Estaba convencido que cada individuo está puesto en este mundo para desempeñar algún rol en el desarrollo de la humanidad, sea activa o pasivamente, con notoriedad o en silencio, en forma destacada o sencilla y humilde, pero no concebía el paso "sin sentido" por la vida.

En el intenso, agotador y fundamental esfuerzo intelectual realizado esos días, (fundamental para mí en ese entonces, ya que verdaderamente creía necesitarlo para seguir viviendo, tal como necesitamos comer o respirar), no estaba ausente la idea que formé en algún momento de mi infancia o adolescencia, en el sentido que durante mi permanencia en este mundo yo haría algo importante, noble y trascendente, aunque nunca imaginé siquiera en qué cosa, tipo de actividad, trabajo, actuación o pensamiento se concretaría. (Pero tenía la profunda convicción que sería así).

Con este trasfondo mental, y dadas las circunstancias que en ese momento condicionaban mi realidad, sentía frustrada la posibilidad de lograr alguna vez dicha realización.

Entonces ya no sería posible cumplir mi papel, y sentía en consecuencia el fracaso de mi ser. El más absoluto y categórico fracaso que puede tener un ser humano, es decir, el no cumplimiento definitivo de su misión vital. Lo planteaba como algo en blanco y negro, algo que se hace o no se hace: se cumple o no.

Haber recibido el don de la vida exclusivamente con la condición de efectuar determinada tarea... y no llevarla a cabo. Ni siquiera comenzarla.

Irresponsabilidad. Negligencia. Falta de...

Pobres hijos míos. Pobre de mi esposa. Haberles correspondido un papá y marido tan rotundamente inútil, pues no es sólo que haya fallado en alguna actividad o desaprobado alguno de los capítulos que constituyen una existencia, sino que sencillamente no fui capaz de cumplir o aprobar el resumen, el conjunto, la integridad, el examen final, la médula de mi existencia.

El total de mi vida fallido.

No me conformé. Lo sentía tanto por ellos. Tenía que haber alguna forma de lograr al menos, una vez terminado mi período de vida, que me recordasen con cierto orgullo.

Debía lograrlo: sería el mejor papá y marido que pudieron tener.

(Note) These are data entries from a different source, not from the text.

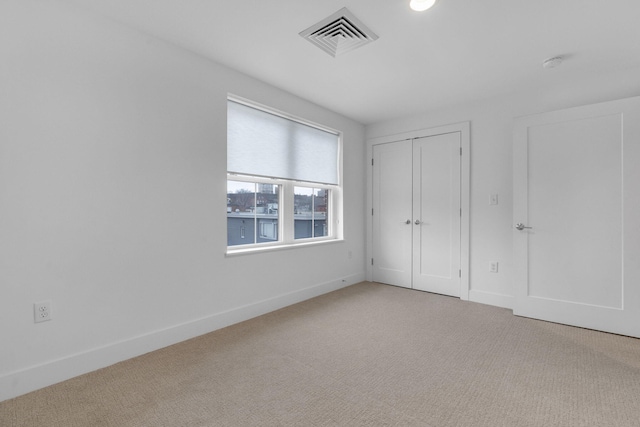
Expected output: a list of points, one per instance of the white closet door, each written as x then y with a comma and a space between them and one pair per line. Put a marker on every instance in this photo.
576, 209
392, 204
416, 213
436, 214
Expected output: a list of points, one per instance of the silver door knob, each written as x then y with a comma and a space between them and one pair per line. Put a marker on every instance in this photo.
520, 226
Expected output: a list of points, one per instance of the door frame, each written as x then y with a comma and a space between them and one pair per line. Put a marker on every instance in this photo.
464, 129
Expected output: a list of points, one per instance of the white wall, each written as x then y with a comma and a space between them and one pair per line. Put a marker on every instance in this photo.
491, 164
113, 197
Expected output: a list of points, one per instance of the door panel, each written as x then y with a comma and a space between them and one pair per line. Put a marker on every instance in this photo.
392, 205
436, 192
575, 173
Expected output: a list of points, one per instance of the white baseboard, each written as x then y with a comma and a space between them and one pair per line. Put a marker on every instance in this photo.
489, 298
35, 377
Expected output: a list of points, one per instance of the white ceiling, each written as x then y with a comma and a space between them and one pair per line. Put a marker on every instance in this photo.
457, 52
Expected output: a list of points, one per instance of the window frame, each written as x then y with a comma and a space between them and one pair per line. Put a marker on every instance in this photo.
286, 205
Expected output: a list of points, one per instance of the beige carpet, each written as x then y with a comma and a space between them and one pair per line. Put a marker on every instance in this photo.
367, 355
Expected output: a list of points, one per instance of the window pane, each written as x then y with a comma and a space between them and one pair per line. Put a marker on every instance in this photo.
252, 212
310, 212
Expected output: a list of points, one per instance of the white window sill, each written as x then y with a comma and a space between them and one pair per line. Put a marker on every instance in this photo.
281, 247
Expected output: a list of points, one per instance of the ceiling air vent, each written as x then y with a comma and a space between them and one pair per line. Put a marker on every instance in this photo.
339, 33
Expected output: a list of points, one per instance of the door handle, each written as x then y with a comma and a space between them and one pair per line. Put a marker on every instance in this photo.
520, 226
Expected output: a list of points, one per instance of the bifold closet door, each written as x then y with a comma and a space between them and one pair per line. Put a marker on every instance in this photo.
436, 214
392, 210
416, 213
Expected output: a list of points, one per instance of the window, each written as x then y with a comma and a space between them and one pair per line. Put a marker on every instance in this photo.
282, 179
310, 212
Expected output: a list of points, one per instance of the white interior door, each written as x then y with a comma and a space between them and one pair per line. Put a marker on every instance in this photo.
436, 214
416, 213
576, 200
392, 204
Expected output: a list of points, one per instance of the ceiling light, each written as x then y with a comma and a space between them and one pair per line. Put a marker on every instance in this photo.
420, 5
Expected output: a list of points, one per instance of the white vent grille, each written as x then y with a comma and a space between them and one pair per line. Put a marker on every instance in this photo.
339, 33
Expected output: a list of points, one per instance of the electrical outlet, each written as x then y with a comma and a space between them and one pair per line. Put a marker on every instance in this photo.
42, 311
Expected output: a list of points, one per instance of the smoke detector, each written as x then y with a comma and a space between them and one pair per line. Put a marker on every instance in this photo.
339, 33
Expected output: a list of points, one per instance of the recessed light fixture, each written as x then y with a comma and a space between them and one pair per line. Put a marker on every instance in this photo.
421, 5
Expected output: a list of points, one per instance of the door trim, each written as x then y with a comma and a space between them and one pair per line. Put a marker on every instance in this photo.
465, 179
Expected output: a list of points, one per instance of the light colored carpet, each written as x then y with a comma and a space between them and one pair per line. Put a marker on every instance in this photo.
366, 355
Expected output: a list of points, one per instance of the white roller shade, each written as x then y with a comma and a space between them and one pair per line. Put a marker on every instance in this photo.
264, 144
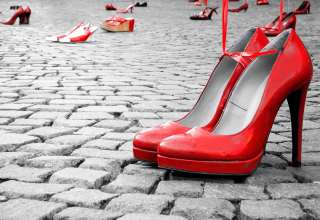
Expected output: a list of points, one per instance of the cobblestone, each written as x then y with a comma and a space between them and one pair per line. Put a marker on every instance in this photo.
24, 173
40, 191
90, 198
80, 177
180, 188
203, 208
79, 213
270, 209
29, 209
76, 107
139, 203
131, 184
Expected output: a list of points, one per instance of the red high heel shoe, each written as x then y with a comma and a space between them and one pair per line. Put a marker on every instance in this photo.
110, 7
284, 22
205, 14
262, 2
126, 10
27, 14
304, 8
212, 99
118, 24
201, 2
237, 143
244, 7
20, 13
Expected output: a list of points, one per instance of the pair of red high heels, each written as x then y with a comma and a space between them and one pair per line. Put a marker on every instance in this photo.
227, 129
22, 14
243, 7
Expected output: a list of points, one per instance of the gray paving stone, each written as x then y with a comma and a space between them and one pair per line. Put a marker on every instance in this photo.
92, 131
308, 159
79, 213
140, 169
111, 166
26, 174
80, 177
117, 108
54, 162
131, 184
31, 122
103, 144
72, 123
180, 188
50, 132
203, 208
91, 116
269, 160
312, 206
234, 192
270, 209
139, 203
7, 158
123, 156
150, 216
29, 209
90, 198
73, 140
39, 191
294, 190
306, 173
49, 115
119, 136
10, 142
14, 114
116, 125
265, 176
44, 149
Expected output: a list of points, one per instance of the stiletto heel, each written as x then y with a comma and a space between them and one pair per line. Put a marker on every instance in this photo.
236, 143
27, 12
282, 22
304, 8
296, 101
244, 7
210, 104
204, 15
18, 14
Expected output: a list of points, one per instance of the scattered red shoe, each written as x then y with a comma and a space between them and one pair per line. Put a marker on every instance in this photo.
118, 24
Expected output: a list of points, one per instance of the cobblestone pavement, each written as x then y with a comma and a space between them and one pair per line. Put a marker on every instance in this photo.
68, 114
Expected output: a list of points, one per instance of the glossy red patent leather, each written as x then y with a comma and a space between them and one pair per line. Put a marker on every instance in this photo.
262, 2
146, 142
202, 151
304, 8
281, 23
243, 7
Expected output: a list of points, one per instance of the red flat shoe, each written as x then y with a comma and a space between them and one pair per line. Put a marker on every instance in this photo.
110, 7
19, 13
304, 8
118, 24
205, 14
212, 99
244, 7
262, 2
237, 143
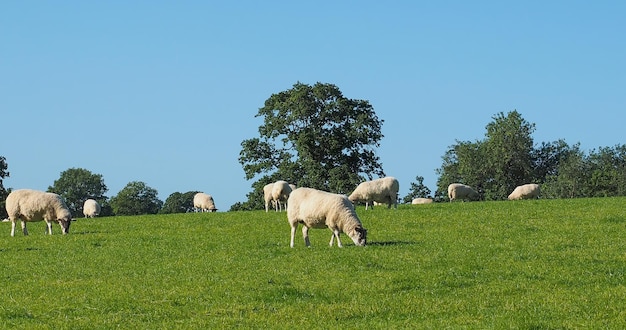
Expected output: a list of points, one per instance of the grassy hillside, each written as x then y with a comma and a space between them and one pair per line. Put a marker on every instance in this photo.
525, 264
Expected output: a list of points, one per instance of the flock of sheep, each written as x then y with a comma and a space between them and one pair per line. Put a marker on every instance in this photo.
307, 206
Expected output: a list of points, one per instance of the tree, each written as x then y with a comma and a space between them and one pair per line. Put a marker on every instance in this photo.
179, 202
546, 159
417, 190
135, 199
76, 185
495, 165
571, 178
509, 147
3, 192
462, 163
313, 136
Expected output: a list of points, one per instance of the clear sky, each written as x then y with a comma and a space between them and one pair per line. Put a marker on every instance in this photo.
164, 92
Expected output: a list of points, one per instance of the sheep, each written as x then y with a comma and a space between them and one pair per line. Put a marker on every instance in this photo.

¡ ¡ ¡ Ahí estaba mi rol ! ! !
¡ ¡ ¡ Para eso nací ! ! !

Las personas adquieren conocimientos mediante diversos mecanismos, uno de los cuales corresponde a la educación, que puede ser en las aulas o recibida desde sus propias familias o relaciones, especialmente de enseñanzas entregadas por los padres. Pero si los conocimientos necesarios no se reciben de ese modo, perfectamente es posible obtenerlos mediante otras formas, por ejemplo el estudio o la investigación personal.

Sin embargo, si en definitiva no se logran a través de ninguna de esas posibles formas, siempre se adquieren por medio de la imitación, aunque sea en forma inconsciente, de los modelos observados durante la vida.

En general nadie le enseña a uno a ser padre, ni tampoco nadie, al menos entre la mayoría de las personas comunes, se dedica a la investigación para aprender a serlo sin ayuda de otras personas. En consecuencia la gran mayoría de la gente aprende a ser padre o madre guiándose exclusivamente por lo que recibe como ejemplo y observa directamente de sus propios progenitores.

En consecuencia, ser el mejor papá y marido significaría que mis hijos así lo aprenderían; lo que por extensión y sucesivamente a su vez sería replicado por ellos en mis nietos, los hijos de ellos y sus hijos y nietos. Se transmitiría por generaciones y se multiplicaría en mis descendientes.

¡Ahora ya pude sentir que lo sabía!. Ya tenía claro el motivo de mi existencia. El Rol estaba claro y sin duda era noble, importante y trascendente.